Kathy Lien
Kathy Lien
data deficit dollar limited prospects rally trade
Trade data is a little better ... but I think the dollar rally should be limited as the prospects for the trade deficit still aren't very good.
balance data determine direction likely market near next pair retail sales trade
At this point, the market is likely to consolidate and look to next week's trade balance and retail sales data to determine the direction of the pair for the near term.
bulls control data dollar full taking
Dollar bulls have full control and are taking the data in stride.
account bad brings clear current deficit extremely focus forefront huge number structural trade
We had an extremely bad current account deficit number this morning. Trade is going to be a very big focus this week. The huge number that we had for the fourth-quarter deficit brings it even more to the forefront because now we got clear structural deficiencies.
account bad current deficit extremely number
We had an extremely bad current account deficit number this morning.
figures growth headline inventory january path solid
Overall, the headline figures are solid. January inventory figures are still on the path for solid growth in the first quarter.
concern confused european lack market officials wants
You have jawboning from European officials and a lack of concern from U.S. officials. So the market is really confused with what it wants to do with the euro,
ahead anxious dollar punishing terms
We're not that anxious in terms of punishing the dollar ahead of the meeting.
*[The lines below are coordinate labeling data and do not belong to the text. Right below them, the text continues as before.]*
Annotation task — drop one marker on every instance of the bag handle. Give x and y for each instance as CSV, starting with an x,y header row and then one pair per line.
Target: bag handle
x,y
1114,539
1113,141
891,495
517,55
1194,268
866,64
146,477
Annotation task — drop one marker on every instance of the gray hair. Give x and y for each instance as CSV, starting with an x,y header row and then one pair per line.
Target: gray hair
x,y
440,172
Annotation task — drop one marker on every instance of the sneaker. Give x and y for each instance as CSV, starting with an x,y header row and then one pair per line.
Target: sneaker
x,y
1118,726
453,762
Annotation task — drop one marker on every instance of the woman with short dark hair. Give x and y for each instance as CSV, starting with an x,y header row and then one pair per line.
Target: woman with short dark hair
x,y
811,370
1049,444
dollar given moment relative seeing weakness
Given the relative weakness of the (jobs) data, the dollar bullishness that we are seeing at the moment should be limited.
indecisive longs market shorts
Euro/dollar longs and shorts are practically one-to-one right now, which indicates how indecisive the market is,
core despite fed funds higher hike march percent price rate rise ticked weak
Despite the weak GDP report, fed funds expectations for a March rate hike actually ticked higher to about 76 percent because of the rise in the core PCE price index.
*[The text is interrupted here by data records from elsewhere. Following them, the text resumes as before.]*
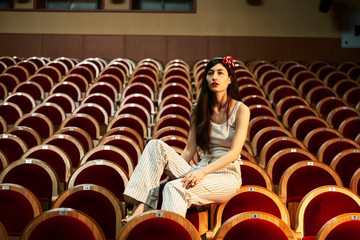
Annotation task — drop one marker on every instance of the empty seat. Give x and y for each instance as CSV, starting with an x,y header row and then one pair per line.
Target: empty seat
x,y
102,173
330,148
138,87
287,102
35,175
261,110
253,174
294,113
309,84
131,121
265,135
94,110
322,204
145,79
306,124
80,134
124,143
255,225
285,158
85,122
281,92
70,145
51,71
78,80
20,72
344,85
258,123
346,163
114,80
43,80
32,88
37,121
105,88
68,88
318,93
334,78
83,71
350,127
75,225
251,198
327,104
63,100
102,100
339,114
110,153
172,120
352,96
55,113
30,137
12,147
126,131
171,109
275,82
255,100
158,224
345,226
23,100
300,179
248,90
9,80
98,203
276,144
173,88
302,76
11,112
55,157
18,206
314,139
137,110
270,74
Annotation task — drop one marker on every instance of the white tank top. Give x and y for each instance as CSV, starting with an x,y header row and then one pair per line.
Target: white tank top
x,y
221,136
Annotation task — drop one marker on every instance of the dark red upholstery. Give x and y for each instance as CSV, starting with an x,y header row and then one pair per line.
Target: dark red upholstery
x,y
324,207
32,177
255,229
347,165
53,159
285,161
38,123
62,227
250,201
305,179
104,176
159,229
15,211
251,176
97,206
10,112
349,230
11,149
110,155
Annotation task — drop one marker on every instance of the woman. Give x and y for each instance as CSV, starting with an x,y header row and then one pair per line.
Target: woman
x,y
219,124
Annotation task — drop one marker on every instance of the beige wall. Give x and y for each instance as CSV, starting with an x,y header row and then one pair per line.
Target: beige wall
x,y
274,18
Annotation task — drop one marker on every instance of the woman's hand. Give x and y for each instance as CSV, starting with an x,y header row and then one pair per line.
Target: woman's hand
x,y
192,179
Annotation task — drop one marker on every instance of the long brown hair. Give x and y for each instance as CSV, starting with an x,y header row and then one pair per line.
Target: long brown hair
x,y
203,110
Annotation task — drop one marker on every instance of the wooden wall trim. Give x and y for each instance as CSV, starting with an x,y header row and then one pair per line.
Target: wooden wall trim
x,y
165,48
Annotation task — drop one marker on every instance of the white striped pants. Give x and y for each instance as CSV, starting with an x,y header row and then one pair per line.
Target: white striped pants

avoided bush happened market picked possible president thankful unknown volatility
In our opinion, the market should be thankful that we avoided a possible surge in volatility which could have happened if President Bush picked a more unknown candidate.
bad definitely extremely fed funds hike last opposed percent rate shift
It's extremely bad and this is bearish for the U.S. dollar. This will definitely shift expectations more for a 4 percent Fed funds rate as the last hike we'll see as opposed to 4.25 percent.
bad definitely extremely fed funds hike last opposed percent rate shift
It's extremely bad and this is bearish for the U.S. dollar, ... This will definitely shift expectations more for a 4 percent Fed funds rate as the last hike we'll see as opposed to 4.25 percent.